Sa famille ? Aleksa avait repris le contact avec son demi-frère, Shawn. La vie n'était plus aussi belle, pour lui, depuis que sa mère et le père d'Aleksa avaient divorcé, mais il était plutôt heureux comme ça. Et voir sa demie-soeur, de temps à autre, ça ne lui faisait pas de mal. Son père ? Ils étaient proches, plus ou moins. Il avait ses réunions, voyageait beaucoup. Il n'était pas souvent à la maison. Mais ça ne les empêchait pas que de se parler tous les jours quand il n'était pas sur New-York. Sa mère biologique ? Aleksa était toujours à la recherche d'informations, mais c'était au point mort.

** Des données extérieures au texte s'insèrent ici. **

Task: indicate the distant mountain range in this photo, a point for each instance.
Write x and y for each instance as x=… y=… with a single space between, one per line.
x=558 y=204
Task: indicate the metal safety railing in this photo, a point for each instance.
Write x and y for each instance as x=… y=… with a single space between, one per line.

Majorité atteinte, il était temps, pour Aleksa, que de poursuivre ses études. Et dans quoi allait-elle se lancer ? Et bien ... Il n'y avait qu'une chose qui l'intéressait vraiment. La médecine. Comme elle n'arrivait pas vraiment à trouver qui était sa mère et tout ça, elle se lança dans le même domaine que cette dernière. Du moins, lorsqu'elle était encore vivante. Et puis, la médecine, c'était pour elle quoi. Surtout que la miss était du genre hyperactive. Elle l'avait toujours été d'ailleurs. Et quelque peu insomniaque sur les bords aussi. Donc, une fois qu'elle serait diplômée et qu'elle commencerait son internat, elle pourrait faire des heures et des heures sans pour autant être ultra fatigué. Quoi qu'il en soit, ça fait deux ans qu'elle est à Columbia. Et quand bien même elle reste sérieuse pour ses études, ça ne l'empêche pas d'avoir tout un tas d'activités à côté, et de faire la fête quand il le faut.